No big surprise there, as the exact same thing happened last year. In 2016, Rihanna was the only woman at the top of the list. In 2015, it was also all men. These results are even stranger given the number of women — Adele, Taylor Swift, Rihanna, Beyoncé, and Pink, to name a few — who pulled off blockbuster albums with millions of sales, in a time when a platinum album is supposedly impossible.

Looking at the past several years of the charts, this polarization looks like more than garden-variety cultural sexism — it looks like something new that our algorithm-based platforms have wrought. The biggest question facing Spotify in the coming year should be whether it can do something about it.

Why are all of Spotify’s most-streamed artists men?

Music writer Liz Pelly — journalism’s most diligent critic of the outsize influence Spotify is currently wielding in popular culture — conducted a micro-study on Spotify’s algorithmic sexism for the Baffler earlier this year. “Is streaming culture merely reflective of a relentlessly male-centric status quo, or is it shifting us back toward a more homogenous and overtly masculine pop music culture?” she asked, pointing out that 2017 was the first year since 1984 that the Billboard year-end top 10 had been exclusively male artists.

For her experiment, she created a brand new Spotify account, so that all results would be from a clean slate — pure algorithm, to confirm “that when a user listens to mostly male-dominated playlists, what is produced are yet more male-dominated playlists.” She listened to nothing but Spotify’s featured playlists and their subsequent recommendations for a month; then she downloaded spreadsheets of the data and found that she was right.

Today’s Top Hits is the most-followed playlist on Spotify, with more than 22 million followers — 3 million more than when Pelly published her piece less than six months ago.
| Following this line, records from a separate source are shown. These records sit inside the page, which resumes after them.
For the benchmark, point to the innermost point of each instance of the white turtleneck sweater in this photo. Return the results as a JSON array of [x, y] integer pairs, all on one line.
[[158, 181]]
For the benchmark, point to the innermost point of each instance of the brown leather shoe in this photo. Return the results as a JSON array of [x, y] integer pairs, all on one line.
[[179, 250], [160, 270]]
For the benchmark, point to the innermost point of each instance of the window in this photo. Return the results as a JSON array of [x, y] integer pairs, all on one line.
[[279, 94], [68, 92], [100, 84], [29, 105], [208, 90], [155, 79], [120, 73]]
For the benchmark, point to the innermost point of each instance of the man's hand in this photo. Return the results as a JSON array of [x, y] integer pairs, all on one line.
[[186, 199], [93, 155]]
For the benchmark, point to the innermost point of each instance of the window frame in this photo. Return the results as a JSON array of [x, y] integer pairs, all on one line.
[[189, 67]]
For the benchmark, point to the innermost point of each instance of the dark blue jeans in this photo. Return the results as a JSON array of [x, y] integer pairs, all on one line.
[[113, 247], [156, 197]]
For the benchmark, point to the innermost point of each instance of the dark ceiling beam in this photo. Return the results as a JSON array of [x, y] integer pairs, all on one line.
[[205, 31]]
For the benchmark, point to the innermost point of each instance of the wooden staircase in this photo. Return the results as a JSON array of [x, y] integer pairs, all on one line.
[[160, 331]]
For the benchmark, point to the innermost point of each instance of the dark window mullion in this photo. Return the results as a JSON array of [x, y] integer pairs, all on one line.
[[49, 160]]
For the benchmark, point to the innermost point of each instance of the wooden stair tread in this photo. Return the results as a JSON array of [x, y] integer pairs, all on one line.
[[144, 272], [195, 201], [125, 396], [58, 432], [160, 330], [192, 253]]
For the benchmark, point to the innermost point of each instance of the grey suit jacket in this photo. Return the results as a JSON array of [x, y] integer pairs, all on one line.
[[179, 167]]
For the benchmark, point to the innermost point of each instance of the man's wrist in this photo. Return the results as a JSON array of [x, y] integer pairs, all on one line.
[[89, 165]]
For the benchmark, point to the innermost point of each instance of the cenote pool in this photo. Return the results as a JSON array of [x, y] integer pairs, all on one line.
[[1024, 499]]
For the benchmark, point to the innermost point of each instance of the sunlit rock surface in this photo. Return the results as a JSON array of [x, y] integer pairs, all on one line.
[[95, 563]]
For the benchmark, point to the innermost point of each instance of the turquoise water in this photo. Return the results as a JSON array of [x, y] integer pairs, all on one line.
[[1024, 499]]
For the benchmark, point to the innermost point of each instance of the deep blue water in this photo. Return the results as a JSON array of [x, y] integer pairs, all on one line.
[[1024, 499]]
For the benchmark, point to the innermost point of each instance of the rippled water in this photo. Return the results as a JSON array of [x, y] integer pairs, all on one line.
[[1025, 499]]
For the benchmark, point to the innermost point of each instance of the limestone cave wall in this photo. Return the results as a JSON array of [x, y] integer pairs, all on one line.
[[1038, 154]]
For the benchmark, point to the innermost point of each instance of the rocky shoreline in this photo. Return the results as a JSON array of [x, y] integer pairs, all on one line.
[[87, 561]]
Pelly found that 85.5 percent of the songs that appeared on it all month included men, and 45.5 percent included women.

Similarly:

  • On New Music Friday: 82.4 percent of songs included men, 37.2 percent included women.
  • On Rap Caviar: “The only woman-led track present was Cardi B’s ‘Bartier Cardi (feat. 21 Savage).’ This means that every week, for four consecutive weeks, and on a fifty-track playlist, only one song led by a woman artist appeared.”
  • On Rock This: 86 percent of songs per by all-male bands, 9 percent were by women-led bands, and 5 percent were by bands with “women involvement.”
  • On ¡Viva Latino!: 73 percent men, 24 percent women, the best numbers Pelly saw.
  • On Discover Weekly — the personalized recommendation section of Spotify’s app, which helps users find new songs according to their pre-established taste — Pelly found that only 23.3 percent of the songs were led by or featured a female artist. Again, given the terms of the experiment, the “taste” here was purely that of the Spotify algorithm.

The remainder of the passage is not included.